Winnipeg proposes ending ban on pit bulls, introducing rules for doggy daycares
Sweeping changes to bylaw would ban guard dogs, reduce the number of exotic animals allowed
The City of Winnipeg is considering sweeping changes to its pet ownership bylaw, including ending a decades-long ban on pit bulls.
"It would be a huge relief to no longer be worried about people perceiving her as a dangerous dog or worried about people potentially reporting her as an illegal breed," said Hannah Beatty, who owns a four-year-old rescue dog named Juno.
The dog is listed on paper as being a bulldog mix but Beatty said she's always wondered if the dog has pit bull terrier genes.
Beatty, 24, has avoided getting the dog's genealogy tested out of fear Juno could be labelled an American pit bull terrier — one of three breeds currently outlawed in Winnipeg's Responsible Pet Ownership bylaw.
The City of Winnipeg, which outlawed pit bulls in 1990 after a series of violent attacks, is asking for feedback on sweeping changes to its pet bylaw that would remove breed-specific bans and instead treat dogs based on their behaviour.
American pit bull terriers, Staffordshire bull terriers, American Staffordshire terriers, and mixes where those breeds are predominant are currently prohibited.
"If we want Winnipeg to be safer, we need to target irresponsible owners," said Jane Olijnek, the founder of End Breed Specific Legislation Manitoba.

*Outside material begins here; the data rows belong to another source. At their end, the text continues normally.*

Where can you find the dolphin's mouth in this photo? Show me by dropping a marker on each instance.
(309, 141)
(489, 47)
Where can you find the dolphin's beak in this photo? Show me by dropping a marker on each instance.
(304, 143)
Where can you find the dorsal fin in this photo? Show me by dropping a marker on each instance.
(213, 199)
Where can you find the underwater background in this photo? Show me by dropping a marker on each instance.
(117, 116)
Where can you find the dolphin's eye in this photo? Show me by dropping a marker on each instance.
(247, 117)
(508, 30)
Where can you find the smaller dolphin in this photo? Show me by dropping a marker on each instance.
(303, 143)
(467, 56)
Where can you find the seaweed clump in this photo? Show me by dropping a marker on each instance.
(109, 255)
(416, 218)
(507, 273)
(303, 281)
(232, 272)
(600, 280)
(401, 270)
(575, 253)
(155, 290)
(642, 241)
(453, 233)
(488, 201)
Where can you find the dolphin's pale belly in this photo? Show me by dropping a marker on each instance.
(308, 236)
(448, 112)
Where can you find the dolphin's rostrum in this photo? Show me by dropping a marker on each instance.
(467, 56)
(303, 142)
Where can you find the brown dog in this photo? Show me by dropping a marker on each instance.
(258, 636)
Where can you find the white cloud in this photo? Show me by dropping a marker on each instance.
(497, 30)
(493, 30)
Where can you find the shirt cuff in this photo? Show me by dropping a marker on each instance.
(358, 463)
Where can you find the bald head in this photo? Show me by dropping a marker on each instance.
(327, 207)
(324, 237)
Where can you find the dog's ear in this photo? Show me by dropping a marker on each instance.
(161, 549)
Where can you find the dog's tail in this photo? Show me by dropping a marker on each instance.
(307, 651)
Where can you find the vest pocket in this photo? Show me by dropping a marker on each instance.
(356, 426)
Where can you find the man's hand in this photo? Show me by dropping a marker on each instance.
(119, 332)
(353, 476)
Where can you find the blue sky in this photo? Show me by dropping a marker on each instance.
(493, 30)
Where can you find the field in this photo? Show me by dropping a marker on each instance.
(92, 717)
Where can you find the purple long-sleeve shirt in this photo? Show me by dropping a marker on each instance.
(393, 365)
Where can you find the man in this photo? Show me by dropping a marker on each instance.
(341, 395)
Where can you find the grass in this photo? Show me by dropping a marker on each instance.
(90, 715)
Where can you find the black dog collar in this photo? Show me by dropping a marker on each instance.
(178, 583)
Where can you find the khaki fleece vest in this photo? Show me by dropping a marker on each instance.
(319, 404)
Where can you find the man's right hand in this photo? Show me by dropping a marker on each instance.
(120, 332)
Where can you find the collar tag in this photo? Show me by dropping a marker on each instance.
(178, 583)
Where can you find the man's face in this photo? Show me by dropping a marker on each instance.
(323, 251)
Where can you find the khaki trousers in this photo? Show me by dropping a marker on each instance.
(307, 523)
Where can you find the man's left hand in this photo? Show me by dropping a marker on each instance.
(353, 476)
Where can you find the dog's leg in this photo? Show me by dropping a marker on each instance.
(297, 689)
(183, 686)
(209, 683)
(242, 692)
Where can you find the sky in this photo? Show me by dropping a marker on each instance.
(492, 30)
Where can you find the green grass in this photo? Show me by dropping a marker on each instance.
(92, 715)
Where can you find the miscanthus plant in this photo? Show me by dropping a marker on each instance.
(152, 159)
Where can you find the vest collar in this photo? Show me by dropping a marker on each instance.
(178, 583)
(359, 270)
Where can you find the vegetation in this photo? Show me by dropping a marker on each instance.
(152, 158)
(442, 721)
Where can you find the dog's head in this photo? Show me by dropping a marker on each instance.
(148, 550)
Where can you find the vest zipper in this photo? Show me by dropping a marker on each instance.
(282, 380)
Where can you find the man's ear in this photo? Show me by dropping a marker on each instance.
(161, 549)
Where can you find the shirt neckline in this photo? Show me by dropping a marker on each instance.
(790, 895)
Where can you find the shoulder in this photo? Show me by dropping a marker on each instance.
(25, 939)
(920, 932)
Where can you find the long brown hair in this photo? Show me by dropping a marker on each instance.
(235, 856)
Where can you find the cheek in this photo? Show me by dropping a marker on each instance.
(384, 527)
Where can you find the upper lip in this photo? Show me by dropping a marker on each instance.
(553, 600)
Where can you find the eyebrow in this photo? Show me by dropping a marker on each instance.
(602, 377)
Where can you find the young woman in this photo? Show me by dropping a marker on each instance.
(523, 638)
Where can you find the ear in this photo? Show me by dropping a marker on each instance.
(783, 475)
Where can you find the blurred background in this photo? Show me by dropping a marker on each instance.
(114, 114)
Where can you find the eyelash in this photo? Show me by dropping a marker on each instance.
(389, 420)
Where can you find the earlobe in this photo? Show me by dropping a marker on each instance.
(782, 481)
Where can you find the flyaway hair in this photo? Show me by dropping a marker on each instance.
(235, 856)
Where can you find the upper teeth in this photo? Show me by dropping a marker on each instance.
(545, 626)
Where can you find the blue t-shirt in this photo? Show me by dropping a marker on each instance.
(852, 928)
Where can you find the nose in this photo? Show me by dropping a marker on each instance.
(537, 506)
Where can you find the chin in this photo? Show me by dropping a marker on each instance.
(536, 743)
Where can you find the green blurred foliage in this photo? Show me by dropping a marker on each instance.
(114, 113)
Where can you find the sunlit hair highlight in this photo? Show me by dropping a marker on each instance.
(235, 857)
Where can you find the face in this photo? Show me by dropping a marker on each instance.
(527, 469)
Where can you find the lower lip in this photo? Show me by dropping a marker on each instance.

She has been fighting to end breed-specific legislation for over a decade.
"Targeting breeds does nothing to improve desired safety outcomes."
Olijnek said there have been several attacks by other breeds that aren't banned in recent years.

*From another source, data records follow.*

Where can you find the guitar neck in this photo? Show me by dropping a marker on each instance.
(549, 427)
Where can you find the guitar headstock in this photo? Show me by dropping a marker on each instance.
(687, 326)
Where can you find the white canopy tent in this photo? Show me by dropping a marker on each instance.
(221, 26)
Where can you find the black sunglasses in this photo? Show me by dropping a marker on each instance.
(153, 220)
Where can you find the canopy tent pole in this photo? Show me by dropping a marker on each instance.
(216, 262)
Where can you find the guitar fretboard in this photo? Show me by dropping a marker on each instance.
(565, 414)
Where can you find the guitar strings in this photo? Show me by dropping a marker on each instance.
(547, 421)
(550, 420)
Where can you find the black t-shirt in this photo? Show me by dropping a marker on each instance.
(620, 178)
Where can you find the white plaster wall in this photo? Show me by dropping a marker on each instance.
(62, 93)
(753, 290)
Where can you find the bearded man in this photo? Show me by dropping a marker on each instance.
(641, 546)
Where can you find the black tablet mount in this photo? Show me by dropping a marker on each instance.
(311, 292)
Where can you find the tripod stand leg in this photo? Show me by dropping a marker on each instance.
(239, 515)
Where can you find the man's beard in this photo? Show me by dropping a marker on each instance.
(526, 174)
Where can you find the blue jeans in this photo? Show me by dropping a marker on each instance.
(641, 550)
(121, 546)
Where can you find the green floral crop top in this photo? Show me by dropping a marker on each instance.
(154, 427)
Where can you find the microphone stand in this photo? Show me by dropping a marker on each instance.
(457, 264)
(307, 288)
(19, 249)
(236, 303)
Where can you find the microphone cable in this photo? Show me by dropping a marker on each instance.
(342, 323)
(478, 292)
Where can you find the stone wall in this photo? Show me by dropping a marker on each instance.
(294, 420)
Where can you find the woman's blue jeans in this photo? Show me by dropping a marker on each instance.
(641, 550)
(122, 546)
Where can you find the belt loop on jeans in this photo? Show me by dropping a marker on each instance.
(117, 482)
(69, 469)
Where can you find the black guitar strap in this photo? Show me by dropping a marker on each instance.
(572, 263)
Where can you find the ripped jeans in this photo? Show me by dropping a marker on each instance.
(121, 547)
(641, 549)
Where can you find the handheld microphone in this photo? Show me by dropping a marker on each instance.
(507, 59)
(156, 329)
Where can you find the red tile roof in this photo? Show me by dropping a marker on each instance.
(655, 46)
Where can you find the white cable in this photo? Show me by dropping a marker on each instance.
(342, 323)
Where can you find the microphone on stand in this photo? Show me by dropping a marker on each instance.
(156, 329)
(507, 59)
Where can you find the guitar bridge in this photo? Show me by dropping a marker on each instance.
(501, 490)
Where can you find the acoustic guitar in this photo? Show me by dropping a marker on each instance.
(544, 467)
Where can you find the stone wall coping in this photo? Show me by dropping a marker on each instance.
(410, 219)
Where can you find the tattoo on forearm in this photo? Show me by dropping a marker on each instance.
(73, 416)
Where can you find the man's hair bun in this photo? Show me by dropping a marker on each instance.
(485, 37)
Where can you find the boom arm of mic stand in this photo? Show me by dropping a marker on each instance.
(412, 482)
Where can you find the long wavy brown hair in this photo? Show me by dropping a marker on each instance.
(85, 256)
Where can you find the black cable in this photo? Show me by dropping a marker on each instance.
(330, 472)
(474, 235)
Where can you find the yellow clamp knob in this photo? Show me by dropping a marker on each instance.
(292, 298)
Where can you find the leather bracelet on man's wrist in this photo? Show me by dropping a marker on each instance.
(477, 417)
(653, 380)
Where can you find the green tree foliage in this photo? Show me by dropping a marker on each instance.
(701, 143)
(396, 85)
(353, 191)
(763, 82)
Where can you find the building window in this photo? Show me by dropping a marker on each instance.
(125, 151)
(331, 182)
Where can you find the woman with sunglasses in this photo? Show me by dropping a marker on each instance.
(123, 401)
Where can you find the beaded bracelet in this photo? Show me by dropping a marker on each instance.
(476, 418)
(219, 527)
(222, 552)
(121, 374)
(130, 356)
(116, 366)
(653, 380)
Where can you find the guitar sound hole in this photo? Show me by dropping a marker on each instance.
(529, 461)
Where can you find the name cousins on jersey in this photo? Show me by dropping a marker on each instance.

"This has been an archaic law that's been targeting dogs unfairly in Winnipeg for 31 years."
The proposed changes to the bylaw would also ban outdoor 24/7 guard dogs, prohibit dogs and cats from being left alone in cars when certain temperatures are reached and require breeders to have permits.

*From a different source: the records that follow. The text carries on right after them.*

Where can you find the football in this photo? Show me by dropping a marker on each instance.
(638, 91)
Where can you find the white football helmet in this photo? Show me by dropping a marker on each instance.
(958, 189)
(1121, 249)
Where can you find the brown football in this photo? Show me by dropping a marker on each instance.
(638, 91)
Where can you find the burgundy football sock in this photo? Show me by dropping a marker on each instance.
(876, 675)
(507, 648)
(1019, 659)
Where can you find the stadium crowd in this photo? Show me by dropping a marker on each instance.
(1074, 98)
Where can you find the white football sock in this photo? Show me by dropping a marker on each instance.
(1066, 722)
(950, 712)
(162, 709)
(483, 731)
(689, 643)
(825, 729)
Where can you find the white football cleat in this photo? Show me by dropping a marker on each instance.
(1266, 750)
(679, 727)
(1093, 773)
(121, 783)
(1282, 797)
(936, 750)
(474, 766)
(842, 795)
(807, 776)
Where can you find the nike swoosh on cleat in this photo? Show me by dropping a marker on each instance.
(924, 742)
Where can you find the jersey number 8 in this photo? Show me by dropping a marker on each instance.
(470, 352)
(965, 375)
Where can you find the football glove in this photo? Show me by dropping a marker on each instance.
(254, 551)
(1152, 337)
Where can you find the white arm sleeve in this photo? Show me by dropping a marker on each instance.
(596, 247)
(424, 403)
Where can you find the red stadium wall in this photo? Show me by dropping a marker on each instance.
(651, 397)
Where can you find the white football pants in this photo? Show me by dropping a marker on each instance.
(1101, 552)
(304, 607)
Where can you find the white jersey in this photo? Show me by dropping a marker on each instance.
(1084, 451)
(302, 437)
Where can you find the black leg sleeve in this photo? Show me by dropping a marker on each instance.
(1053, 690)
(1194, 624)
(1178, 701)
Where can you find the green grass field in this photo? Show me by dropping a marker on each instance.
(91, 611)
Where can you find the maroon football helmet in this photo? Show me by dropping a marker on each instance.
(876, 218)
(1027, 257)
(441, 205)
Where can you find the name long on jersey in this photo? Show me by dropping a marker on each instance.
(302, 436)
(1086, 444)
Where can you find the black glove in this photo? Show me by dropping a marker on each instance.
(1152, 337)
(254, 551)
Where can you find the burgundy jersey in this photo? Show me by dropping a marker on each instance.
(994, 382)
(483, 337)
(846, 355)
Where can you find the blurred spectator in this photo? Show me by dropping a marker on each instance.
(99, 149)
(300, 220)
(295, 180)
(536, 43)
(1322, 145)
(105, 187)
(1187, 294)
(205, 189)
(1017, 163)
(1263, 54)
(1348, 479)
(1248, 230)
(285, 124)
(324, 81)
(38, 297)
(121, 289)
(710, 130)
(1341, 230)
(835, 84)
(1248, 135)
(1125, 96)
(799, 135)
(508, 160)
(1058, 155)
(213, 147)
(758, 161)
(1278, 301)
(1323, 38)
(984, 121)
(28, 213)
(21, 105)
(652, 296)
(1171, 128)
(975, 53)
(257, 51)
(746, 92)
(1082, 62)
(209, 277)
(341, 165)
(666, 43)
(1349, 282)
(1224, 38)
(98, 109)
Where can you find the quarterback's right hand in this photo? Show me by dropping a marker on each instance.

Another change to the bylaws would introduce rules for doggy daycares, which have made headlines following incidents that left beloved four-legged friends dead.
Other proposed changes would expand the list of exotic animals that are prohibited and require owners to spay or neuter their pets, with some exceptions.
The proposal also raises the possibility of a ban on feeding wildlife like deer and raccoons, to reduce conflict between people and wildlife in the city.
Reptiles unfairly targeted: association
But the proposed changes are already facing opposition from CanHerp, an association of reptile and amphibian keepers.
Grant Crossman, the association's executive director, said the list of allowed exotic animals under the proposed changes would exclude the vast majority of specialty pets.
He says during the COVID-19 pandemic, many families turned to pet retailers to find animals for comfort and companionship.
"The consideration that Winnipeg is negotiating the banning of many of these specialty pets during these times adds to the mental and emotional breaking point of many Winnipeg families," he said in an email.
The city's general manager of animal services said the proposed changes are meant to balance public safety and animal welfare.
"We're trying to make Winnipeg more humane and more safe for both people and animals," said Leland Gordon, who encourages Winnipeggers to weigh in on the proposals through the city's website.
"I think the majority of Winnipeggers will be proud of the work that our team is doing and we look forward to working with the community on these ideas."
If the proposed changes are approved by city council, the amendments would come into force next year.